While I have (so far) only read one novel by her (The Other Boleyn Girl), I’m fascinated by anyone who successfully writes engaging, and even relatively believable, historical fiction. In an effort to familiarize myself more with her work and background, I would like to focus on Philippa Gregory for this week’s author spotlight.
Philippa Gregory was born, and spent the first two years of her life, in Kenya. She received a BA in History at the University of Sussex and went on to receive a PhD. in 18th century literature at the University of Edinburgh. In addition to writing novels, she contributes to newspapers and magazines. Additionally, she has taught at the University of Durham, University of Teesside, the Open University, and she was made a fellow at Kingston University.
She has written many books, mostly all historical fiction (listed below), and contests that her novels are completely historically accurate, but there has been controversy surrounding this claim. Historically accurate or not, her novels are well-written and well-loved.
Gregory also does charity work – Gardens for Gambia. Formed in 1993, the aim of Gardens for Gambia is to provide water for wells located at rural schools in Gambia. This water helps the schools maintain gardens, which produce vegetables for the schoolchildren to eat and the surplus is sold to raise money for school equipment. The link brings you to the information provided on Gregory’s official website.

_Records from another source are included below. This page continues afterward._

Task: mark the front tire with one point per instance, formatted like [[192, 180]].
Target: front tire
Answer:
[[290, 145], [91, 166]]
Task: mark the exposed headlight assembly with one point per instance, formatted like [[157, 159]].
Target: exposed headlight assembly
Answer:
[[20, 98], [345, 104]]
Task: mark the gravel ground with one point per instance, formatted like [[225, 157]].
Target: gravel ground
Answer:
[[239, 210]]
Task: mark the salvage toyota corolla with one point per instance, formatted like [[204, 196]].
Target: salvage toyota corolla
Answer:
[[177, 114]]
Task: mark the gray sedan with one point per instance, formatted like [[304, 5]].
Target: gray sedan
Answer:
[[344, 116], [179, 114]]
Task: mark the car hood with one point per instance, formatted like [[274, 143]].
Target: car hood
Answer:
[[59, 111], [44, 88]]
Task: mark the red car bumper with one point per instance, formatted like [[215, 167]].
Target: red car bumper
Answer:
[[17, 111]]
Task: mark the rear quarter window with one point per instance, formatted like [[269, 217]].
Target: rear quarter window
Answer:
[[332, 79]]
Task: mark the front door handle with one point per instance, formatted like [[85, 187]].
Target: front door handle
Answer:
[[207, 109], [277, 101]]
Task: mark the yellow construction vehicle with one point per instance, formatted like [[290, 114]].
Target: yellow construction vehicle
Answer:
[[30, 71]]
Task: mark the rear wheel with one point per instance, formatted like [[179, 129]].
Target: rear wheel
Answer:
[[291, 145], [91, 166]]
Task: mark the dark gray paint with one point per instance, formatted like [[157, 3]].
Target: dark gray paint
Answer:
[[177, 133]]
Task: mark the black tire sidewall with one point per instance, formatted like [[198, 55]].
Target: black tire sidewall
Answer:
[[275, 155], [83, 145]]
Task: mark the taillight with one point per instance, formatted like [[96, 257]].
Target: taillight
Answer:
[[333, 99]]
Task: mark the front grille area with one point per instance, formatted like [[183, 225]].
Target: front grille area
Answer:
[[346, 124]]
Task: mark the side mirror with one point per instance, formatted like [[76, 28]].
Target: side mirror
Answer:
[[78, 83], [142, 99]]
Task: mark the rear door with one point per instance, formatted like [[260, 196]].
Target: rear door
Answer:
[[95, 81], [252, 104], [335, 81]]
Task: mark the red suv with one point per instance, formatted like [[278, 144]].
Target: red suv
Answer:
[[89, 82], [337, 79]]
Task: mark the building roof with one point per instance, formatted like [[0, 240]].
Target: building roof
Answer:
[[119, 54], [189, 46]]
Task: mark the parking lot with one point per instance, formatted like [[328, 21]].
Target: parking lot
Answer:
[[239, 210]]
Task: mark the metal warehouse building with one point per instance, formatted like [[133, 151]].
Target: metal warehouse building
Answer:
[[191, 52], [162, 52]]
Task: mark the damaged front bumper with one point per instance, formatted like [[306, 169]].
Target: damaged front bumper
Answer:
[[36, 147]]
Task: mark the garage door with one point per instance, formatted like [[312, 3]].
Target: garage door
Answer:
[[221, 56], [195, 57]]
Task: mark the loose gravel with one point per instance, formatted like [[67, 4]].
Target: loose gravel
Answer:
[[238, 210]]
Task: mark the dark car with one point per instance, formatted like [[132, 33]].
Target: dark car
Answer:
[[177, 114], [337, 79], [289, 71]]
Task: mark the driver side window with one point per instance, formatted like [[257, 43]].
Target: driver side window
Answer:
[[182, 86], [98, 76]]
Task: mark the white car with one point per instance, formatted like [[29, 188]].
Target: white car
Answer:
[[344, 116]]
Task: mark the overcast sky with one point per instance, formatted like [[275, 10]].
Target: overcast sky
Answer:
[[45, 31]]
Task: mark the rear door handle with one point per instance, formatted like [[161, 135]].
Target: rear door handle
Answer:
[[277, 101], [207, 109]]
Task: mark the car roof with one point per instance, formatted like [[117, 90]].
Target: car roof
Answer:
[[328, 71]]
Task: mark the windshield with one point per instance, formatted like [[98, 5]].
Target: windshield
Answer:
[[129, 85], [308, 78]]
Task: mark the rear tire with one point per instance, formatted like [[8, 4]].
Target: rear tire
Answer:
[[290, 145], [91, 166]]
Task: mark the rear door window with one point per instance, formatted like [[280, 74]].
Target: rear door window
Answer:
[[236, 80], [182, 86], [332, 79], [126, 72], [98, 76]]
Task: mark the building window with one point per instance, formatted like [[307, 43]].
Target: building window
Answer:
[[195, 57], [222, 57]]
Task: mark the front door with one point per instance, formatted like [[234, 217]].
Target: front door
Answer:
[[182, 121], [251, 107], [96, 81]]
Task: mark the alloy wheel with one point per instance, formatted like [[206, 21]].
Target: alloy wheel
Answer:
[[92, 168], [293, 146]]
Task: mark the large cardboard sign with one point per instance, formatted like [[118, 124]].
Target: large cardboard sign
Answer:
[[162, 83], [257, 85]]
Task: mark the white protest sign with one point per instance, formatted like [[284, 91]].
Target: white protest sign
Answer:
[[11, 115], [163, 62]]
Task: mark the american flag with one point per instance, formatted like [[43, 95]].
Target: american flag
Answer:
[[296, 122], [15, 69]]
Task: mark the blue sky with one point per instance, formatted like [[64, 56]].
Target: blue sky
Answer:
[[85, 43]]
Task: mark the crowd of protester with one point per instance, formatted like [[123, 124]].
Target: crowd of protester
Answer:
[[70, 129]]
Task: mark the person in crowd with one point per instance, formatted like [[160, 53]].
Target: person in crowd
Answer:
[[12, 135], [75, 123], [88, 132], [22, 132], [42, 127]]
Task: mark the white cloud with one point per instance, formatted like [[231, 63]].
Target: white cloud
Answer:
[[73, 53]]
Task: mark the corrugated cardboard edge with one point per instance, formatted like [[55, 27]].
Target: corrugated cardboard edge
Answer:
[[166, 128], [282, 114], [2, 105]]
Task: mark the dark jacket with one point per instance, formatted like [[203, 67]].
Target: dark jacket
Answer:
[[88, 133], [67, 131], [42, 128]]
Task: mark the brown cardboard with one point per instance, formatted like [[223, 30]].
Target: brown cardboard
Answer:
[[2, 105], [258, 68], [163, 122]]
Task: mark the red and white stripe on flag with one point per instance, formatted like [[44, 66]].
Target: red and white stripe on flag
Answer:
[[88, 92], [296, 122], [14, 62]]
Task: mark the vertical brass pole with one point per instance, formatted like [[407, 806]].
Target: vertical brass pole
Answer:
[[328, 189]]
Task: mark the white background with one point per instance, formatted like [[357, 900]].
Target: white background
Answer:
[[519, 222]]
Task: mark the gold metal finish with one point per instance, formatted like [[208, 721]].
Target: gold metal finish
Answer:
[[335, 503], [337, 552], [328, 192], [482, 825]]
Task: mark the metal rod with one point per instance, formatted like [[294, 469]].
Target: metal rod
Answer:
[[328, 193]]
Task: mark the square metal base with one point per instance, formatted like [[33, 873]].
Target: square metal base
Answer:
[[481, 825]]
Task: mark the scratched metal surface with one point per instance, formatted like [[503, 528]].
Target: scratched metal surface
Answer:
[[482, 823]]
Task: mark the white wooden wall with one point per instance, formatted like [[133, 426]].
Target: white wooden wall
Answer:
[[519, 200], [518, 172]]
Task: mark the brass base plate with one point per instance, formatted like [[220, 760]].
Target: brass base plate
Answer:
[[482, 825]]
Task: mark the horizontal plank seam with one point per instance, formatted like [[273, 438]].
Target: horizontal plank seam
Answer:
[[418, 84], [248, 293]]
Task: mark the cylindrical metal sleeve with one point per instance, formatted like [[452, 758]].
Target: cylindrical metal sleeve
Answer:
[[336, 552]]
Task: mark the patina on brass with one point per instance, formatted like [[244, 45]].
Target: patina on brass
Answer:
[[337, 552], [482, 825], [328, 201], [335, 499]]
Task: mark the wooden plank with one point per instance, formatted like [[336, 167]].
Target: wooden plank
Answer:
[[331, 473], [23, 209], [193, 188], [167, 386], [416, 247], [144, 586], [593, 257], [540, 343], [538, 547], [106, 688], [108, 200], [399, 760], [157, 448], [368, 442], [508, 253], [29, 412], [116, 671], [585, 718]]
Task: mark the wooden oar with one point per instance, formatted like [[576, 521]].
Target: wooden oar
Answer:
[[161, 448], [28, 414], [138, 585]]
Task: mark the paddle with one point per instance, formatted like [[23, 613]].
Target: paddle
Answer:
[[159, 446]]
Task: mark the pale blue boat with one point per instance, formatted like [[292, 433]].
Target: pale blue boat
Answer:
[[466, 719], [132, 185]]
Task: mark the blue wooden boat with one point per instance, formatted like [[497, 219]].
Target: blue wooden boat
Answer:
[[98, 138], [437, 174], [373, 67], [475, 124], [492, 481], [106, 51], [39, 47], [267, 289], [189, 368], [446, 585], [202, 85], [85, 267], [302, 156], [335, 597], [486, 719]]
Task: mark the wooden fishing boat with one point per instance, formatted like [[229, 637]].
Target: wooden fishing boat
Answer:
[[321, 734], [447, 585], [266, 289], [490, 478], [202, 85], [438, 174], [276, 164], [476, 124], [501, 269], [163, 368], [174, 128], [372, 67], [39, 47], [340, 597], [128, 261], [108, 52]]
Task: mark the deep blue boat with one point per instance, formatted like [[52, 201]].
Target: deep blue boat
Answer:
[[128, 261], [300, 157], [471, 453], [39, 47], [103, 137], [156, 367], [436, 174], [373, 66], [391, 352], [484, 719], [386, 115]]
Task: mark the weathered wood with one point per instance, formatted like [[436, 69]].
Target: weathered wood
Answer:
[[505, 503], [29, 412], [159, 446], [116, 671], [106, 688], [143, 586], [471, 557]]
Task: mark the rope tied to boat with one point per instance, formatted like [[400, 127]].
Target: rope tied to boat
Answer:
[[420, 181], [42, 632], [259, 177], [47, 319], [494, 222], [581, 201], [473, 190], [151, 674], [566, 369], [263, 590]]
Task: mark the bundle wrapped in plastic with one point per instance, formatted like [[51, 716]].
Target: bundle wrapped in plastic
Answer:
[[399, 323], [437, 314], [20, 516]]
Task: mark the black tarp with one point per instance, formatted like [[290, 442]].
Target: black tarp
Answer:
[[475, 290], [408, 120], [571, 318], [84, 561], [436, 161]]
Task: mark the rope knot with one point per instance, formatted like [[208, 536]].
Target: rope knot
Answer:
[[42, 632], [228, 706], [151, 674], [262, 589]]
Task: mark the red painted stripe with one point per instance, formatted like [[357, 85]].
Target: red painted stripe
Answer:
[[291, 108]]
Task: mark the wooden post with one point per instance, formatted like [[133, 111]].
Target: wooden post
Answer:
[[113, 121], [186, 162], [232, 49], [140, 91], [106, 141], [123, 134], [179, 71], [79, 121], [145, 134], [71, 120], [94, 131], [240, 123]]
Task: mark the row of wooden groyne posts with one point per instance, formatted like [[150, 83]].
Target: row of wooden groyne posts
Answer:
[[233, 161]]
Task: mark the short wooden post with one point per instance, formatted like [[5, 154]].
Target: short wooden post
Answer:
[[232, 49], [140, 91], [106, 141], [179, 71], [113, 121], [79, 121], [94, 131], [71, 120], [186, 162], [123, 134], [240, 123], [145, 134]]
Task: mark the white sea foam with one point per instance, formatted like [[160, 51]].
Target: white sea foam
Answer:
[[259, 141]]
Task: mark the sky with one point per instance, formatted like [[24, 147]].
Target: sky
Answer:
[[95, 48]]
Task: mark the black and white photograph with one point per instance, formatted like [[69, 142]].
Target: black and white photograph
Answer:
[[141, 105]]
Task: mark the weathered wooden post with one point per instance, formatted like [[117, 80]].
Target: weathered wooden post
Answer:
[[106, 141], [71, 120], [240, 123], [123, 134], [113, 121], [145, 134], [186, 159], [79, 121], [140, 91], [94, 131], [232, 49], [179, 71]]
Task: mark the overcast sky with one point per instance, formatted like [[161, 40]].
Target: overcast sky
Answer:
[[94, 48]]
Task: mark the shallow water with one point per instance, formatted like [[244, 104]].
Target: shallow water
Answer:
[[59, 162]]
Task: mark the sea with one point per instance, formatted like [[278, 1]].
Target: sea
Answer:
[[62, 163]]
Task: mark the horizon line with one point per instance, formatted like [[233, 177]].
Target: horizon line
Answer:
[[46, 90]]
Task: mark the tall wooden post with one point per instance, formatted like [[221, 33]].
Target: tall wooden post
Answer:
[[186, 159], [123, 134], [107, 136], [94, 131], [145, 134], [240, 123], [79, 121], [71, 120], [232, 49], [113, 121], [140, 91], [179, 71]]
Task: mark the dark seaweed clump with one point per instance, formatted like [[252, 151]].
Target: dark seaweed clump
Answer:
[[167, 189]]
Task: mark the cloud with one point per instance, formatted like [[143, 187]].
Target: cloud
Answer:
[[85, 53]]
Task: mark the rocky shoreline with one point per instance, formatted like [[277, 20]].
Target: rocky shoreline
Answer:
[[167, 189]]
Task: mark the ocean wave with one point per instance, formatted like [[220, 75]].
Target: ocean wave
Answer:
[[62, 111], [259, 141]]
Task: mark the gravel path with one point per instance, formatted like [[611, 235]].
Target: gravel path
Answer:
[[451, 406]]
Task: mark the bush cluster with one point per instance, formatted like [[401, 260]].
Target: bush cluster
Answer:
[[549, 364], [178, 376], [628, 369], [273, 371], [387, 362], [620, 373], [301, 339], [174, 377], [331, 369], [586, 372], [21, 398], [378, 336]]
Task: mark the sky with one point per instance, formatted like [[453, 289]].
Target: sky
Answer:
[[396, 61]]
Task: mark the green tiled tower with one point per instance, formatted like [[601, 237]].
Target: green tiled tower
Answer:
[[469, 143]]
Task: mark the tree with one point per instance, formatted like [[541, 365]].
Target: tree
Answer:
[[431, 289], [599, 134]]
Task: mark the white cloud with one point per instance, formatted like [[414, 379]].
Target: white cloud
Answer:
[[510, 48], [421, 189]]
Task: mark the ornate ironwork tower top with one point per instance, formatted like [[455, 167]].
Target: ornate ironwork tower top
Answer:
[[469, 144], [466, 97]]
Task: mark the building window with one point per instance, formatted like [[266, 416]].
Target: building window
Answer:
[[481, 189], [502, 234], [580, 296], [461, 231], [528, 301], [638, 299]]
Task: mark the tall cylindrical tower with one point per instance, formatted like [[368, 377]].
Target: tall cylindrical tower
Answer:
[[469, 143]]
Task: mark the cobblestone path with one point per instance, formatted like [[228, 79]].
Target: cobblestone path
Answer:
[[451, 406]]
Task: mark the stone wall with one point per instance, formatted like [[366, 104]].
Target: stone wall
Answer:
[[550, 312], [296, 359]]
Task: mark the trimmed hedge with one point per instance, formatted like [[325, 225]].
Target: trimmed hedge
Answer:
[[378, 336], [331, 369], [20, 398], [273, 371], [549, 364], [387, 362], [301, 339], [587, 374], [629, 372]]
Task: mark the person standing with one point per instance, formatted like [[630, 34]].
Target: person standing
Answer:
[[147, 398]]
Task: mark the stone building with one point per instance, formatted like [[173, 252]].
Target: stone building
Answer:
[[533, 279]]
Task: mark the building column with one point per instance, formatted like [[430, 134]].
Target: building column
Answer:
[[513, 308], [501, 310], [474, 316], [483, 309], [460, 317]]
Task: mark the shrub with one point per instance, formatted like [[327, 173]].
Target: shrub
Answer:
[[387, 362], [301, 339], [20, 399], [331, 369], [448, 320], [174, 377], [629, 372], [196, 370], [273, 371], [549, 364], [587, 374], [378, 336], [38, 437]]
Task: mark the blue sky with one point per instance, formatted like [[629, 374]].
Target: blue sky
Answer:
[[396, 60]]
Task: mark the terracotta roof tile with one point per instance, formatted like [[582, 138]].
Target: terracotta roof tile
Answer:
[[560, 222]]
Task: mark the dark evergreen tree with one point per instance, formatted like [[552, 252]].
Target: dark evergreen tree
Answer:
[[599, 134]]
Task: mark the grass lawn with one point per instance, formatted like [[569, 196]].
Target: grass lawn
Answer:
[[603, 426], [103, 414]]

She lives in Yorkshire with her family where she keeps horses and ducks.
Tudor Novels – in historical chronological order
- The Constant Princess (2005)
- The Other Boleyn Girl (2001)
- The Boleyn Inheritance (2006)
- The Queen’s Fool (2003)
- The Virgin’s Lover (2004)
- The Other Queen (2008)
The Cousins’ War
- A Respectable Trade (1992)
- The Wise Woman (1992)
- Fallen Skies (1994)
- The Little House (1998)
- Zelda’s Cut (2001)
- Perfectly Correct (?)
- Mrs. Hartley and the Growth Center / Alice Hartley’s Happiness (?)